La fotografia food professionale richiede tecniche che il pubblico raramente immagina. C’è una richiesta che, prima o poi, arriva sempre: “Vogliamo che sembri più italiana.”
Eravamo a Milano.
Il piatto era italiano.
Ma il punto non era questo — il punto era cosa significa davvero, dal punto di vista tecnico, far “sembrare” qualcosa.


Cosa serve davvero per la fotografia food professionale sul set

Set interno, location con cucina vera, sughi pronti in contemporanea: pomodoro, pesto, frutti di mare. Per tutta la giornata l’aria dello studio è stata, semplicemente, un attentato alla concentrazione. Ogni tanto qualcuno si fermava solo per respirare meglio.

Sul tavolo da scatto, però, una realtà diversa: pasta cotta pochissimo, quasi cruda, per mantenere forma e colore sotto luce continua per ore senza gonfiarsi, scolorirsi o perdere struttura. Il sugo non era quello cucinato in cucina: era stato preparato a parte, più denso, più stabile, pensato per restare fermo senza separarsi o opacizzarsi.
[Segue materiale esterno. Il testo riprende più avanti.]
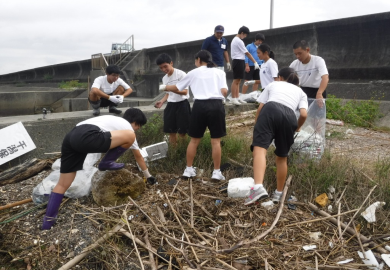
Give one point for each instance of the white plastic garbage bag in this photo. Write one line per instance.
(240, 187)
(250, 98)
(369, 213)
(80, 187)
(310, 140)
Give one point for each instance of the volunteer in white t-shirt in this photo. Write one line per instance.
(108, 91)
(269, 69)
(104, 134)
(238, 53)
(208, 85)
(178, 111)
(311, 69)
(276, 120)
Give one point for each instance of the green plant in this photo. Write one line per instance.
(360, 113)
(72, 84)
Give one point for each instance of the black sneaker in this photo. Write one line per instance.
(113, 109)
Questo è il food styling tecnico al servizio della fotografia food professionale: non è inganno, è ingegneria visiva. Il piatto “vero” si raffredda, suda, perde colore in pochi minuti. Il piatto fotografico deve restare identico al frame uno e al frame sessanta.

Fotografia food professionale di un piatto di pasta italiana – CL/AB Vision

Fotografia food professionale: il dettaglio “italianità”
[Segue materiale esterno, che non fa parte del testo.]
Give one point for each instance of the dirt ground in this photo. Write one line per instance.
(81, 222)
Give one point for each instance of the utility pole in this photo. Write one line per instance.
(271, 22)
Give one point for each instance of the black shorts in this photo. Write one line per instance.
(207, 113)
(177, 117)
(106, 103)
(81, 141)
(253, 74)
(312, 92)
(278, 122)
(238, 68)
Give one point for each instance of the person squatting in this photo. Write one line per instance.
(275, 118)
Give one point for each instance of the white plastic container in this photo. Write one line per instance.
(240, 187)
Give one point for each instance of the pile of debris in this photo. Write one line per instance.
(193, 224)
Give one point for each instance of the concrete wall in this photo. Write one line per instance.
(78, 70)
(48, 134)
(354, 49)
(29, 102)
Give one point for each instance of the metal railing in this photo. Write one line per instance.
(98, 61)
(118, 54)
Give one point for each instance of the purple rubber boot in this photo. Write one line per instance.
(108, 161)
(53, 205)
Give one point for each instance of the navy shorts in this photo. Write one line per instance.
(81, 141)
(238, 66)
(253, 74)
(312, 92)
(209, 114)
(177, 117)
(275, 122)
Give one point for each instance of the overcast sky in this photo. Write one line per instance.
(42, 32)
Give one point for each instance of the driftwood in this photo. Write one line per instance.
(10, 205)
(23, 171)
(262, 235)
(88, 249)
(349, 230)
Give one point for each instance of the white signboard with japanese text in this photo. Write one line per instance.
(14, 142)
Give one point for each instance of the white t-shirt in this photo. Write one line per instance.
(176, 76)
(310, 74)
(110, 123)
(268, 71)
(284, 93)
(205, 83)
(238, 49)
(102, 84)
Quando un cliente chiede che il piatto “sembri più italiano”, in realtà sta chiedendo qualcosa di preciso, anche se non lo formula così: colori più saturi nel rosso del pomodoro, contrasto più alto, una texture dell’impasto che comunichi artigianalità — bordi irregolari, non perfetti, non industriali.
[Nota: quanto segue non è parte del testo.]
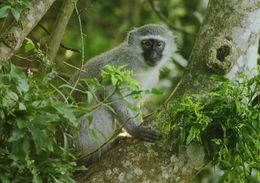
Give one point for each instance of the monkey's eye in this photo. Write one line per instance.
(146, 43)
(159, 44)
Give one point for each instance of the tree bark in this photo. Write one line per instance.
(227, 44)
(59, 28)
(13, 37)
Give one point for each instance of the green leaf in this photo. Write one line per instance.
(41, 140)
(66, 112)
(4, 11)
(10, 99)
(27, 4)
(16, 135)
(22, 107)
(29, 45)
(16, 12)
(21, 79)
(157, 91)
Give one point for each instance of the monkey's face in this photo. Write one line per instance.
(152, 51)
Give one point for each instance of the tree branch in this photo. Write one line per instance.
(59, 28)
(61, 44)
(229, 34)
(165, 19)
(14, 36)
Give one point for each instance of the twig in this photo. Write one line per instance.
(165, 20)
(61, 44)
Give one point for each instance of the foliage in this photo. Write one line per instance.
(15, 7)
(121, 78)
(31, 118)
(226, 123)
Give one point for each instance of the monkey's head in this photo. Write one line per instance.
(154, 43)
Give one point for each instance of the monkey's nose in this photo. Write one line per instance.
(154, 56)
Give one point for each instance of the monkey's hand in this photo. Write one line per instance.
(146, 133)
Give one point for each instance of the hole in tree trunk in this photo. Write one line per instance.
(223, 52)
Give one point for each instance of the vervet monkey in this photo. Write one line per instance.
(145, 52)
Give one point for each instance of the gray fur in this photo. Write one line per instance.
(130, 53)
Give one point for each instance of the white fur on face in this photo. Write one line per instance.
(157, 37)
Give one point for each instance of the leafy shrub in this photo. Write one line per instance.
(226, 123)
(31, 118)
(14, 7)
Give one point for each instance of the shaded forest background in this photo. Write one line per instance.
(106, 24)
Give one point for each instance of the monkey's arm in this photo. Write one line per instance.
(128, 119)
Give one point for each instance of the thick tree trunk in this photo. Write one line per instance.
(227, 44)
(14, 36)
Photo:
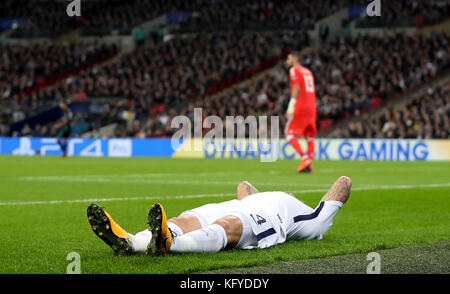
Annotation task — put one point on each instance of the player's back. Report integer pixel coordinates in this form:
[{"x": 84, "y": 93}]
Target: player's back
[{"x": 281, "y": 206}]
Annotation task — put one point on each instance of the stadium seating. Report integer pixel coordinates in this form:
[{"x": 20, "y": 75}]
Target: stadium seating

Tradotto in tecnica: gestione del bilanciamento del bianco verso il caldo, illuminazione laterale per accentuare la consistenza superficiale, scelta di una profondità di campo che isoli il piatto senza renderlo asettico.

Non è percezione vaga. È un brief, anche quando il cliente non lo sa di averlo dato — ed è proprio qui che la fotografia food professionale fa la differenza tra un piatto qualunque e un’immagine che vende.


Il prezzo nascosto della fotografia food professionale

Fame restata per tutto il giorno, davanti a sughi che nessuno poteva assaggiare. La sera, recupero con una bistecca — perché a un certo punto la resistenza fisica conta quanto quella creativa.

Siamo fotografi. Ma certi giorni, anche un po’ stoici.